2007 GSA Denver Annual Meeting (28–31 October 2007)

Paper No. 11
Presentation Time: 4:15 PM

FABRIC ANALYSIS OF STRAIN PARTITIONING IN A GRANULITE FACIES SHEAR ZONE, ARUNTA INLIER, CENTRAL AUSTRALIA


GAGE, JoAnn1, GOODWIN, Laurel B.1, TIKOFF, Basil2 and KELSO, Paul3, (1)Department of Geology and Geophysics, University of Wisconsin Madison, 1215 W. Dayton St, Madison, WI 53706, (2)Department of Geoscience, University of Wisconsin Madison, 1215 W. Dayton St, Madison, WI 53706, (3)Department of Geology and Physics, Lake Superior State University, 650 W. Easterday Ave, Sault Ste. Marie, MI 49783, jgage@geology.wisc.edu

Deformation in granulite-facies shear zones is poorly understood relative to deformation at shallower crustal levels. We have studied a ~200 m wide shear zone formed at 710 ± 50 °C, at depths of 20-30 km, in the Arunta Inlier of central Australia. The area contains three main rock types whose distribution varies among structural units. Metasedimentary rocks are volumetrically subordinate; the field area is dominated by intermediate and mafic granulites. Yet shear zones appear to be preferentially located in areas with both significant centimeter- to meter-scale interlayering of different lithologies and a greater volume of quartz-rich metasedimentary granulites.

Within the shear zone, compositional banding in the metasedimentary granulite is thinner, more continuous, and more planar than in less deformed areas, indicating higher strain recorded by rocks inside the shear zone. In the porphyroclastic granulite, abundant plagioclase porphyroclasts are drawn into polycrystalline ribbons. The mafic granulite, however, shows no mesoscopic signs of strain variation across shear-zone margins.

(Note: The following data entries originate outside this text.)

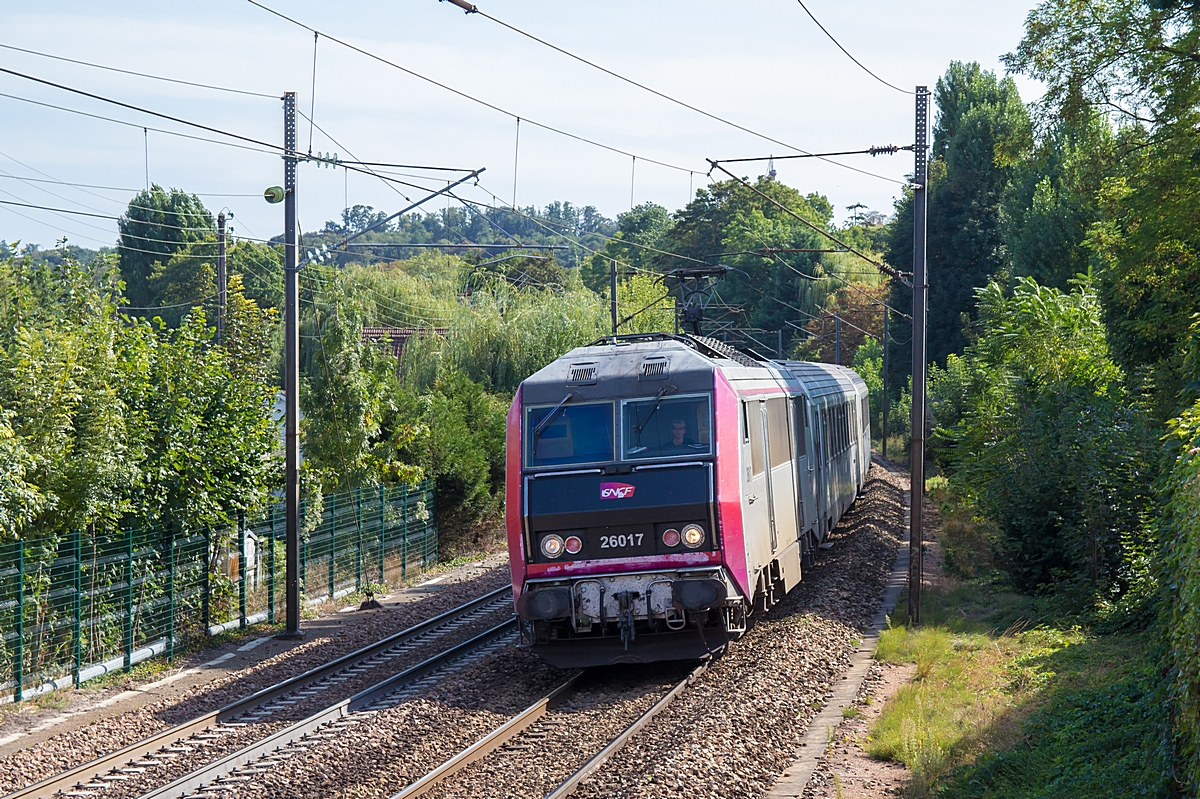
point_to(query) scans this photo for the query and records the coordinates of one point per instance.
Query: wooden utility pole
(919, 292)
(612, 294)
(883, 440)
(837, 340)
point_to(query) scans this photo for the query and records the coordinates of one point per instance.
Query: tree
(187, 280)
(982, 127)
(730, 223)
(1135, 62)
(349, 394)
(642, 226)
(156, 224)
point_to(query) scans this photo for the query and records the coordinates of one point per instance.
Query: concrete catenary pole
(919, 292)
(221, 277)
(837, 340)
(612, 294)
(291, 368)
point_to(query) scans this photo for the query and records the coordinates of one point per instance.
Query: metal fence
(88, 605)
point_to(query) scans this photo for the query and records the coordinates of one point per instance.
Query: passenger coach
(665, 488)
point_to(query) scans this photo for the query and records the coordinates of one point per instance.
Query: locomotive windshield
(574, 433)
(667, 427)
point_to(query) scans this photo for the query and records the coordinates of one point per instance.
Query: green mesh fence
(77, 608)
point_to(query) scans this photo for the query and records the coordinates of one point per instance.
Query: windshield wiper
(551, 416)
(643, 422)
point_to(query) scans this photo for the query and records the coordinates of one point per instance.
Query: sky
(761, 64)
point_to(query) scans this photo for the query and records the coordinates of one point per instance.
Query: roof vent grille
(655, 368)
(582, 374)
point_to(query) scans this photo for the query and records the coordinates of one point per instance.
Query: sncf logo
(616, 490)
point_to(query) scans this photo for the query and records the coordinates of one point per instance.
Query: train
(665, 490)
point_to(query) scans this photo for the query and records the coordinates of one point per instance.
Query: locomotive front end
(612, 514)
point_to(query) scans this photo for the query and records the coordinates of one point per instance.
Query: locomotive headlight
(552, 546)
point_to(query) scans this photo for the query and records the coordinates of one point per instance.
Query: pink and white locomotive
(665, 488)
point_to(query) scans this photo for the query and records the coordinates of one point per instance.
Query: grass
(1008, 700)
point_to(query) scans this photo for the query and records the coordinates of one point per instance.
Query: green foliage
(108, 419)
(505, 334)
(1135, 61)
(1049, 444)
(187, 280)
(1098, 742)
(460, 443)
(645, 305)
(156, 224)
(729, 223)
(1051, 200)
(869, 365)
(982, 128)
(645, 224)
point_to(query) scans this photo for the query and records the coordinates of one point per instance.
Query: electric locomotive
(663, 490)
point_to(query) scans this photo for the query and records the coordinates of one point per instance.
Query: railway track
(107, 775)
(527, 724)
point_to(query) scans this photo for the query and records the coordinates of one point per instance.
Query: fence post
(77, 611)
(129, 599)
(270, 571)
(358, 524)
(383, 530)
(207, 582)
(431, 517)
(171, 595)
(333, 542)
(241, 569)
(403, 528)
(19, 660)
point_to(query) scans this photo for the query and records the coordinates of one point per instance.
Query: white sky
(760, 62)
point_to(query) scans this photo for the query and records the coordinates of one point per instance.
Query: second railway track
(551, 730)
(159, 758)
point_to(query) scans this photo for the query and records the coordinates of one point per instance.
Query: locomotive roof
(642, 364)
(633, 366)
(823, 379)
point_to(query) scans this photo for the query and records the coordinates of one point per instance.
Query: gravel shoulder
(39, 740)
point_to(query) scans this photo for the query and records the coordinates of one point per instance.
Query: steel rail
(490, 743)
(178, 733)
(573, 782)
(195, 781)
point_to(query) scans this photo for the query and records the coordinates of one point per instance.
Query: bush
(1049, 444)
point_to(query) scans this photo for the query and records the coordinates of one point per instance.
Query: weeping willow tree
(501, 335)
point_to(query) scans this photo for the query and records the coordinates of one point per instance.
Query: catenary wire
(472, 8)
(463, 94)
(905, 91)
(139, 74)
(270, 149)
(119, 188)
(892, 271)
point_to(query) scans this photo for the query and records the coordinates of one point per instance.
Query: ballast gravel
(109, 733)
(731, 733)
(727, 736)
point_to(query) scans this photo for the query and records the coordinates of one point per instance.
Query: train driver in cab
(678, 443)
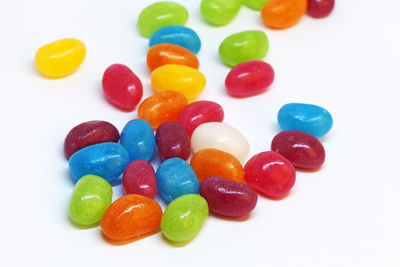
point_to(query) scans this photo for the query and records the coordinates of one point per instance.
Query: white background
(346, 214)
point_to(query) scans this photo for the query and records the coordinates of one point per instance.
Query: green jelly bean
(220, 12)
(90, 198)
(161, 14)
(243, 46)
(184, 217)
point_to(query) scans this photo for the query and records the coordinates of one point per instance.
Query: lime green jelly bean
(90, 198)
(161, 14)
(243, 46)
(184, 217)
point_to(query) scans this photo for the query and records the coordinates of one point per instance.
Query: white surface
(346, 214)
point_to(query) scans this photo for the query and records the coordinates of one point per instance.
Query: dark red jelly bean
(139, 178)
(301, 149)
(172, 141)
(228, 198)
(89, 133)
(270, 173)
(122, 87)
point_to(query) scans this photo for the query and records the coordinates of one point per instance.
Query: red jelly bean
(122, 87)
(89, 133)
(139, 178)
(301, 149)
(270, 173)
(249, 78)
(198, 113)
(172, 141)
(228, 198)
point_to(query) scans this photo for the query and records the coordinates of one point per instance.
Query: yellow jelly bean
(60, 58)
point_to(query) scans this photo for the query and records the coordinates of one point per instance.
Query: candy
(122, 87)
(270, 173)
(172, 141)
(175, 177)
(162, 107)
(138, 139)
(163, 54)
(178, 35)
(243, 46)
(107, 160)
(131, 216)
(220, 12)
(139, 178)
(213, 162)
(184, 217)
(89, 133)
(282, 14)
(161, 14)
(198, 113)
(249, 78)
(220, 136)
(228, 198)
(60, 58)
(301, 149)
(311, 119)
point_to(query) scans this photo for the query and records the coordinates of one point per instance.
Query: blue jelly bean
(138, 138)
(175, 177)
(311, 119)
(107, 160)
(178, 35)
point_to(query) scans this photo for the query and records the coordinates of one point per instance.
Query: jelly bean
(160, 14)
(198, 113)
(220, 136)
(175, 177)
(220, 12)
(131, 216)
(90, 198)
(122, 87)
(138, 139)
(163, 54)
(184, 217)
(243, 46)
(311, 119)
(162, 107)
(172, 141)
(60, 58)
(214, 162)
(301, 149)
(139, 178)
(228, 198)
(249, 78)
(89, 133)
(178, 35)
(282, 14)
(270, 173)
(107, 160)
(183, 79)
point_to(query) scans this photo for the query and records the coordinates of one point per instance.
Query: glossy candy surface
(270, 173)
(243, 46)
(89, 133)
(131, 216)
(60, 58)
(249, 78)
(122, 87)
(308, 118)
(184, 217)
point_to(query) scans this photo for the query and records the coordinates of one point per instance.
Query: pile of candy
(216, 178)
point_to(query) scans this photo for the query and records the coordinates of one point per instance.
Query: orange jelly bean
(131, 216)
(162, 107)
(282, 14)
(214, 162)
(162, 54)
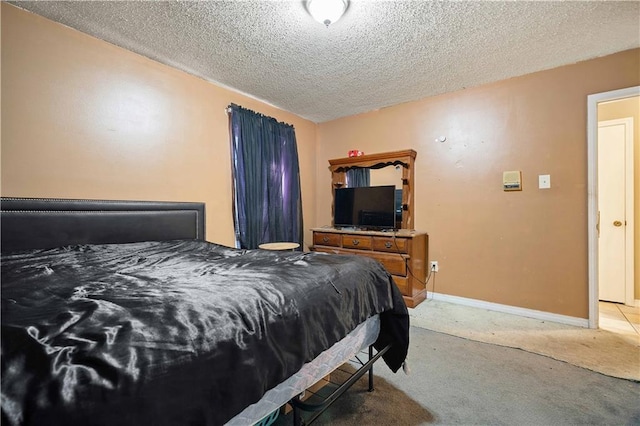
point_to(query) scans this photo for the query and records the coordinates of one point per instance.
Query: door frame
(629, 204)
(592, 189)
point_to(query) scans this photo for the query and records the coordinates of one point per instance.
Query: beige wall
(85, 119)
(525, 249)
(629, 107)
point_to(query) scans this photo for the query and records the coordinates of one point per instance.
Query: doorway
(594, 223)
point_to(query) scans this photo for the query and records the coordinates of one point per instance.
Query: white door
(615, 146)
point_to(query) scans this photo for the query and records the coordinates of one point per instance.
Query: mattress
(360, 338)
(175, 332)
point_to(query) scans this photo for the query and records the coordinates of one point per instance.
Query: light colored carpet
(613, 354)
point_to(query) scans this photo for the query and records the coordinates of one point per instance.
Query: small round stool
(279, 246)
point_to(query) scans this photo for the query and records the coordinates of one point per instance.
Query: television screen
(370, 207)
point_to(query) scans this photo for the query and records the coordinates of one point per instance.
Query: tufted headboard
(28, 223)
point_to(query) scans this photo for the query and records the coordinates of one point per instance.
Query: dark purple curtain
(266, 180)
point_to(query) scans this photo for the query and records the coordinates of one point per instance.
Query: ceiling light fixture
(327, 11)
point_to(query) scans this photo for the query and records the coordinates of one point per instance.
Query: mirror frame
(405, 159)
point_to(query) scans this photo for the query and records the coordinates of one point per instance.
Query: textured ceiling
(380, 53)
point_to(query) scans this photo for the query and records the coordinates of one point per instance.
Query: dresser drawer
(403, 285)
(394, 264)
(391, 244)
(360, 242)
(326, 239)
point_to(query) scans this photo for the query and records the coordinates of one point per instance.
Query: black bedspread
(175, 333)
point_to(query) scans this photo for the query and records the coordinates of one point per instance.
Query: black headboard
(28, 223)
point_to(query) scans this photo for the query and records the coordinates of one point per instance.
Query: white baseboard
(514, 310)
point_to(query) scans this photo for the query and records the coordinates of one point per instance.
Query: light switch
(544, 181)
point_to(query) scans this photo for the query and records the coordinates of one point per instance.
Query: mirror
(390, 168)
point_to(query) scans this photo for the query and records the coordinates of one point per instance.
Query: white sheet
(360, 338)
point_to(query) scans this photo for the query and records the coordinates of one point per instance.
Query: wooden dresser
(403, 253)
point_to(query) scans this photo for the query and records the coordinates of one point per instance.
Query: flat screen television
(369, 207)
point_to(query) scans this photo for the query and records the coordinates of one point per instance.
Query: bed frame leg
(297, 413)
(371, 370)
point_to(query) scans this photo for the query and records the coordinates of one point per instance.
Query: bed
(119, 312)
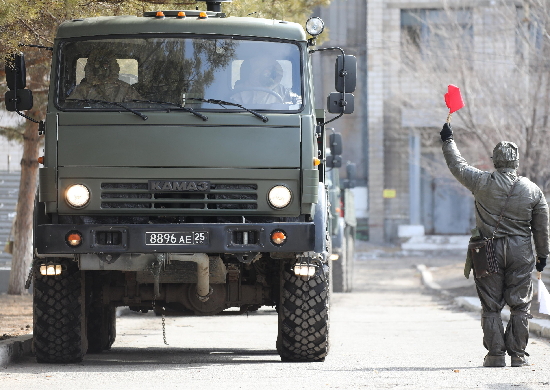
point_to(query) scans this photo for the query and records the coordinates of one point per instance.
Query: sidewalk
(449, 281)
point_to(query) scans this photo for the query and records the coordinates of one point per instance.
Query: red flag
(453, 99)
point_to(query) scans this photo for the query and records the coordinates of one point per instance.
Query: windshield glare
(140, 72)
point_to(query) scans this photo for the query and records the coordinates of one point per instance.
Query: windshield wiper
(188, 109)
(225, 103)
(142, 116)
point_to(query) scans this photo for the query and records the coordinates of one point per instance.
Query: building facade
(394, 133)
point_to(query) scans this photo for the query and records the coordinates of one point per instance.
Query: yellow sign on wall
(389, 194)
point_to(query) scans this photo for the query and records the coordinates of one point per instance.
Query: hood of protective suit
(506, 155)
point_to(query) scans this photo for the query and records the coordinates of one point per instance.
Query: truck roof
(214, 23)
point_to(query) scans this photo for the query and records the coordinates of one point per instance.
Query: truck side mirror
(334, 161)
(351, 170)
(340, 103)
(335, 144)
(19, 100)
(346, 73)
(16, 73)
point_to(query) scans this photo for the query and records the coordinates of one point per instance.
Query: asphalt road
(389, 333)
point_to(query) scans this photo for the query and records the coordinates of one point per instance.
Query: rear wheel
(100, 319)
(59, 333)
(303, 316)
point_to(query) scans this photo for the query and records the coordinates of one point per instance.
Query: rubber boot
(494, 361)
(520, 361)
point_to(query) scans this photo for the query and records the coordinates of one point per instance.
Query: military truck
(184, 170)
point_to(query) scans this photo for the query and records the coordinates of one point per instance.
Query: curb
(537, 326)
(14, 348)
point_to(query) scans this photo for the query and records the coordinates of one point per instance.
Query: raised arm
(467, 175)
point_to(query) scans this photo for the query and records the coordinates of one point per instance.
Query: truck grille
(137, 195)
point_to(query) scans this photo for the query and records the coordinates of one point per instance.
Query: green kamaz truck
(183, 170)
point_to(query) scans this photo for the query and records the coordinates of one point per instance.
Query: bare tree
(498, 53)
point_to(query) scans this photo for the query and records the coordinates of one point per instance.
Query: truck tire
(303, 317)
(59, 334)
(100, 320)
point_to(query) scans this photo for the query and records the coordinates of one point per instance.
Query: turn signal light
(74, 239)
(50, 269)
(307, 270)
(278, 237)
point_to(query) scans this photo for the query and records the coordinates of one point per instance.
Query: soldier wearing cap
(524, 217)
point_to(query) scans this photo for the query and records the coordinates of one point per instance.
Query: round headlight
(279, 197)
(315, 26)
(77, 196)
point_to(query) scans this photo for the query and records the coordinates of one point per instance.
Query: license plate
(179, 238)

Fabric analyses were completed to explore the strengths and limitations of measures of finite strain in these rocks. We analyzed shape-preferred orientation (SPO), Anisotropy of Magnetic Susceptibility (AMS), and crystallographic preferred orientation (CPO). In the porphyroclastic granulite, the AMS foliation and lineation are parallel to those measured in the field and described by plagioclase SPO. In the mafic granulite, the AMS fabric is not parallel to the field foliation and lineation, although the magnitude of anisotropy is higher in the center than outside shear zones. The AMS ellipsoids of metasedimentary granulites inside the shear zone range from strongly anisotropic to nearly spherical, depending on the bulk mineralogy and distribution of magnetic phases. Field observations and the results of fabric analyses collectively suggest competency contrast is sufficient to localize deformation at granulite facies conditions and, where present, quartz plays an important role in this localization.